La dif­fé­rence sur Mastodon, c’est qu’on est accep­té par défaut. On peut lire les mes­sages venant des membres d’un autre ser­veurs. On peut ren­trer sans être coop­té : l’a­dresse est publique. Il n’y a pas de vali­da­tion au départ : c’est a pos­te­rio­ri qu’on se fait exclure.

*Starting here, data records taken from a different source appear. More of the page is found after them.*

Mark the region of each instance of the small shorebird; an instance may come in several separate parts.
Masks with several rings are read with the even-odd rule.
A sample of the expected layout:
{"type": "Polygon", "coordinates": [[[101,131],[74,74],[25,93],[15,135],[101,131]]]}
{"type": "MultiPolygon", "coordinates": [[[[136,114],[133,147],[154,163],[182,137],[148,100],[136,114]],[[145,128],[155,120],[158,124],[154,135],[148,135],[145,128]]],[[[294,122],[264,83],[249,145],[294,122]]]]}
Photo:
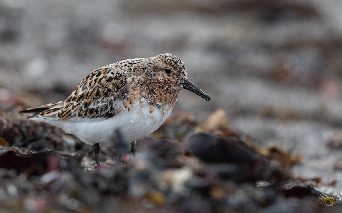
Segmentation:
{"type": "Polygon", "coordinates": [[[61,127],[93,144],[99,165],[100,146],[114,146],[111,137],[116,131],[128,142],[155,131],[170,116],[182,88],[210,100],[188,80],[184,63],[166,53],[97,69],[66,100],[19,112],[29,113],[28,118],[61,127]]]}

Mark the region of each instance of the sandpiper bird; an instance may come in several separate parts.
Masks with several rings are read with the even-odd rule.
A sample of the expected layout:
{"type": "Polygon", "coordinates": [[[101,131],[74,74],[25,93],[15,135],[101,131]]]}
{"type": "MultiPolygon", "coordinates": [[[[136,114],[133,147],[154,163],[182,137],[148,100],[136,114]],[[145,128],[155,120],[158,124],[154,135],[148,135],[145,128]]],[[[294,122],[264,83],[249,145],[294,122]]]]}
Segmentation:
{"type": "Polygon", "coordinates": [[[114,146],[115,131],[128,142],[151,134],[170,116],[182,88],[210,100],[188,80],[184,63],[166,53],[97,69],[66,100],[19,112],[93,144],[98,165],[100,146],[114,146]]]}

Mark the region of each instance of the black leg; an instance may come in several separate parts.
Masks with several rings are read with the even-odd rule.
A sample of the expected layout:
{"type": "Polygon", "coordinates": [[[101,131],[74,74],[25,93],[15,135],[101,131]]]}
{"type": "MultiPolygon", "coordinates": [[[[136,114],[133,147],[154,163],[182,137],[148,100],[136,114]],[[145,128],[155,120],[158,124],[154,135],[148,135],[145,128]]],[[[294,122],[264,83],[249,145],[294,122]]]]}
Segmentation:
{"type": "Polygon", "coordinates": [[[96,158],[96,165],[100,165],[100,144],[98,143],[94,144],[94,153],[96,158]]]}
{"type": "Polygon", "coordinates": [[[136,151],[136,150],[135,149],[135,143],[136,142],[136,141],[135,140],[131,143],[131,152],[133,156],[135,155],[135,152],[136,151]]]}

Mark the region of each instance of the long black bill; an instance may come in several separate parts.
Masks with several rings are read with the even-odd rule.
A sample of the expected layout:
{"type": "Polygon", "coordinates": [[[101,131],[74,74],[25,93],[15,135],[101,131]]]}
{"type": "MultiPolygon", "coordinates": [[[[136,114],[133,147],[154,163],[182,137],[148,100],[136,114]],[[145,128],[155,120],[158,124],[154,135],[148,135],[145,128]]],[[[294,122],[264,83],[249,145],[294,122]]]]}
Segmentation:
{"type": "Polygon", "coordinates": [[[183,83],[181,83],[181,84],[183,85],[183,88],[184,89],[191,91],[195,94],[199,95],[207,101],[209,101],[211,100],[209,95],[204,93],[204,92],[195,86],[193,83],[190,82],[190,81],[187,79],[184,81],[183,83]]]}

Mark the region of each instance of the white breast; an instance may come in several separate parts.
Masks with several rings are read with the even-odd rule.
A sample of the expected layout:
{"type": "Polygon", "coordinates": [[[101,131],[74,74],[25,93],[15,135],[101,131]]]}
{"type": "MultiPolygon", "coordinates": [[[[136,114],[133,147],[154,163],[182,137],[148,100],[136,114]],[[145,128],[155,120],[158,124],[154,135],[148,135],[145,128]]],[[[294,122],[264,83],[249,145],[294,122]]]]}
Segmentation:
{"type": "Polygon", "coordinates": [[[67,133],[74,135],[83,142],[90,145],[99,143],[101,147],[112,146],[115,143],[115,135],[118,130],[123,139],[131,142],[148,135],[155,131],[169,117],[172,109],[165,114],[160,107],[153,112],[149,111],[150,104],[134,106],[130,111],[117,114],[104,120],[92,119],[85,122],[44,119],[32,119],[60,127],[67,133]]]}

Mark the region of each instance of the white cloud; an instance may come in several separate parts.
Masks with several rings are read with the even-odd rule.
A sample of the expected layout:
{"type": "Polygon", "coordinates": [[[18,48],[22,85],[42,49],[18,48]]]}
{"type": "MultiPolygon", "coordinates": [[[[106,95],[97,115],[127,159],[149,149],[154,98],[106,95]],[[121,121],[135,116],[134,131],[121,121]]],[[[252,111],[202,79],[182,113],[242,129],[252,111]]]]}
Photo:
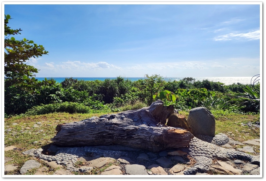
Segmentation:
{"type": "Polygon", "coordinates": [[[201,66],[197,63],[193,64],[191,62],[186,63],[183,65],[184,68],[190,69],[206,69],[208,68],[203,66],[201,66]]]}
{"type": "Polygon", "coordinates": [[[211,67],[213,68],[224,68],[224,65],[218,65],[218,64],[216,64],[214,65],[212,65],[211,66],[211,67]]]}
{"type": "Polygon", "coordinates": [[[141,66],[139,65],[137,65],[131,67],[127,67],[126,68],[130,70],[145,70],[146,69],[145,68],[145,67],[146,67],[146,66],[141,66]]]}
{"type": "Polygon", "coordinates": [[[105,62],[100,62],[97,63],[85,63],[81,62],[80,61],[69,61],[62,62],[57,66],[58,67],[63,69],[76,69],[77,70],[100,70],[108,69],[123,70],[123,69],[120,67],[110,64],[105,62]]]}
{"type": "Polygon", "coordinates": [[[246,39],[248,40],[259,40],[260,31],[256,30],[247,33],[231,33],[224,35],[219,36],[214,38],[216,41],[228,40],[233,40],[246,39]]]}
{"type": "Polygon", "coordinates": [[[238,22],[244,21],[245,19],[239,19],[238,18],[234,18],[231,19],[229,21],[227,21],[223,22],[222,22],[220,24],[221,25],[228,25],[229,24],[235,24],[238,22]]]}
{"type": "Polygon", "coordinates": [[[55,66],[53,65],[53,62],[51,63],[45,62],[45,64],[47,65],[47,67],[51,68],[53,68],[55,67],[55,66]]]}

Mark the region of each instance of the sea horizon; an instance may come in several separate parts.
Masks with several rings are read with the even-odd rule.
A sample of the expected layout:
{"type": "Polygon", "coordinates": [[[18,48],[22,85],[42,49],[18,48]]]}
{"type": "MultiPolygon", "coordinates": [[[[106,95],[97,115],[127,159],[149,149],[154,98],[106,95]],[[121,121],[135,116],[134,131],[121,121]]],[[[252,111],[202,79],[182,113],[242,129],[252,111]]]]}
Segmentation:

Le défaut, c’est que si vous avez un·e ami·e sur un ser­veur, peut-être que glo­ba­le­ment, votre com­por­te­ment et vos pro­pos ne seront pas accep­tés par la com­mu­nau­té de son ser­veur. Ça veut dire qu’il y a un risque qu’on vous inter­dise l’en­trée. Comme si le gar­dien de l’immeuble vous blo­quait l’ac­cès à l’ap­part de votre pote, et ça c’est nul.

Un espace partagé plus apaisé ?

Si vous avez été blo­qué par un ser­veur, vous avez peut-être décon­né. Vous vous êtes peut-être mal com­por­té. Mais c’est peut-être aus­si que l’es­pace social qui vous a blo­qué est juste extré­miste, dans ses valeurs ou dans ses pra­tiques. C’est com­plè­te­ment pos­sible, parce que (spoi­ler), les gens sont faillibles, pas hyper ration­nels, par­fois nuls et sur­tout grave dif­fé­rents dans leurs attentes et leurs comportements.

Sur Masto, on croise des gens. Qui disent des conne­ries (moi par exemple), qui s’ex­priment à la va vite, qui font des choix dis­cu­tables. La vie n’est pas exempte de dra­ma. Au moins, là, il se passe sans l’in­ter­mé­diaire d’une firme qui cherche en plus, à exploi­ter ce dra­ma à des fins poli­tiques et économiques.

Une des consé­quences, c’est que les espaces par­ta­gés (entre gens non blo­qués) pour­raient être plus apai­sés sur Masto. Ça n’empêche pas les com­mu­nau­tés qui veulent s’i­gno­rer de s’i­gno­rer et de vivre dans leur coin. On peut avoir la paix. Après tout, on bloque bien mas­si­ve­ment les nazis, et pour­tant, ils uti­lisent le même logi­ciel que nous.